Elle rêvait d’écrire. Elle n’écrivait guère, croyait qu’elle n’écrivait pas. Elle épousa un écrivain professionnel, crut que cela la dégageait de l’être, Jacques Desbordes, ils avaient les mêmes âges et cette différence d’un quart de siècle qui sépara Camille Claudel d’Auguste Rodin, mais n’y pensa pas. Elle le quitta sans divorcer, et garde son nom de veuve pour publier aujourd’hui. On rassembla ses poèmes en 1986, Sombres, dans la nuit où elles se taisent (Arcanes 17), signés Michèle Marie Denor, ni tout à fait son prénom, ni tout à fait son nom de naissance. Le jour même où le recueil parut en librairie, Michèle Desbordes partait pour la Guadeloupe, et pour un autre homme. Elle y resta huit ans, en revint chargée d’un chat sauvage que les bords de Loire ont vaguement civilisé, d’un amour inordinaire (un mot inventé pour La Robe bleue) pour la mer, qu’on peut partager à la lecture des fragments du Lit de la mer (Gallimard, 2002), et d’un regard ébloui par le bleu que l’on retrouve dans chacun de ses livres. A son retour en 1994, elle demanda qu’on la nomme au bord de la mer, elle obtint la direction de la bibliothèque universitaire d’Orléans, l’eau douce et sauvage de la Loire et le goût de la solitude.

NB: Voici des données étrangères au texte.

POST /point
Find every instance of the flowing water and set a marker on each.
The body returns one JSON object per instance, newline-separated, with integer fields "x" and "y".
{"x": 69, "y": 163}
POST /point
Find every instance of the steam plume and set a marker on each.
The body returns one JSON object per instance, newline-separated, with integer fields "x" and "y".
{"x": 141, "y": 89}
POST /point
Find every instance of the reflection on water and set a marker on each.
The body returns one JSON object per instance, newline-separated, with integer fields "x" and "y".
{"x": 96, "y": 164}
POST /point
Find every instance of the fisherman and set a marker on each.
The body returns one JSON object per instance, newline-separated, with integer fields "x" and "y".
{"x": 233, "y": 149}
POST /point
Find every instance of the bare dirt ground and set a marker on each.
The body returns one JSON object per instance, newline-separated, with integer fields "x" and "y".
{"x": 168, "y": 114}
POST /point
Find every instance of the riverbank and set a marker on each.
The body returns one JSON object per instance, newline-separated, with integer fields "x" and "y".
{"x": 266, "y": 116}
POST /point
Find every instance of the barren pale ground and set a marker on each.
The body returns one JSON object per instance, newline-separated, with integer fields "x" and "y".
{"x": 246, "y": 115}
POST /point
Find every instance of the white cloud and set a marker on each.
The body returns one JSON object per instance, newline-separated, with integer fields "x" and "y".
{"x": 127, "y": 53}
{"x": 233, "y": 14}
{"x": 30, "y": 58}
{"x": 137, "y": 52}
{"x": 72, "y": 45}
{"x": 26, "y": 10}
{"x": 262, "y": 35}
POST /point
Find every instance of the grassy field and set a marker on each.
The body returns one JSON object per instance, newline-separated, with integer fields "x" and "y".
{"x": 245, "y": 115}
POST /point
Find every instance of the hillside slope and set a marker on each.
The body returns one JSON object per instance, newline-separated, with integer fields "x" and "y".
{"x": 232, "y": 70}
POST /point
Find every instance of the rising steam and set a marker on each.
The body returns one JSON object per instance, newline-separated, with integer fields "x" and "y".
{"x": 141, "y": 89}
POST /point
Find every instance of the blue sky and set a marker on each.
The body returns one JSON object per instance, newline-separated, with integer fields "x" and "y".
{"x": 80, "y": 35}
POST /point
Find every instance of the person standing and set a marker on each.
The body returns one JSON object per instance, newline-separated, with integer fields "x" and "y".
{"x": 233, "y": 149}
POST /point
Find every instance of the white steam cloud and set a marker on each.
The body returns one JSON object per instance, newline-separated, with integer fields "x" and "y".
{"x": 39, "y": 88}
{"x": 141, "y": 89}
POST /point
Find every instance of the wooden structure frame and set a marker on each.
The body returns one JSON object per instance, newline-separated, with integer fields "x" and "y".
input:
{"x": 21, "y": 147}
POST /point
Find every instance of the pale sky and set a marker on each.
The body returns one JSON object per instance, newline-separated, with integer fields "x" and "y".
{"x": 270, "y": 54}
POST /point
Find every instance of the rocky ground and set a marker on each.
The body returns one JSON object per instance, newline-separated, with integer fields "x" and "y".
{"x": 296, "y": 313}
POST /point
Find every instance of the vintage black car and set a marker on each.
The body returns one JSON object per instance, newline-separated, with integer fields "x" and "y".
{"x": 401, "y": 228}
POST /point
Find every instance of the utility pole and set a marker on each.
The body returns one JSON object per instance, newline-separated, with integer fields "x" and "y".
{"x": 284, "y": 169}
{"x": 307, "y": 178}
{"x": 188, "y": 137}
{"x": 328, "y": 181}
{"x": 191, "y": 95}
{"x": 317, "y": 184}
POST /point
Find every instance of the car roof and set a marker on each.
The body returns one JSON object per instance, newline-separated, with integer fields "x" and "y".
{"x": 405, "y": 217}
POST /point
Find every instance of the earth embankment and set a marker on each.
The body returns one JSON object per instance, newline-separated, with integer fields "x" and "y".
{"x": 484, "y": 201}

« Quand je parle du silence, je sais de quoi je parle, nous dit-elle, j’ai tété le silence. J’ai pénétré dans le romanesque lorsque j’ai compris qu’on pouvait raconter une absence d’histoire. Je parle de l’inaccompli, de ceux qui n’ont pas d’histoire, qui sont le plus souvent sans parole. Dans chacun de mes livres, il y a un rachat, quelque chose qui transforme l’inaction en destin, une rédemption, une épiphanie. Camille attend son frère : il arrive. C’est la coexistence de la marche et de l’immobile. Il y a de la marche dans tous mes livres. Ce sont des vies inaccomplies, Camille est belle, cultivée, intelligente, aimée, aimante, et elle bascule. Je suis opposée à l’idée de dire trop de choses, j’ai commencé à écrire tard, peut-être qu’avant j’aurais écrit autre chose, mais mes petites histoires personnelles, je les ai dites sur le divan, je n’ai plus à les exposer dans les livres. Je peux parler des autres, sans penser à dire ce que sont mes personnages, la distance que je mets entre eux et moi ne les diminue pas, au contraire, elle les grandit, elle en fait des archétypes, des archaïques. Cette distance fait la part du temps, celle de la mort. Camille, recluse pendant trente ans, fait partie de mon univers, le silence et l’immobile. »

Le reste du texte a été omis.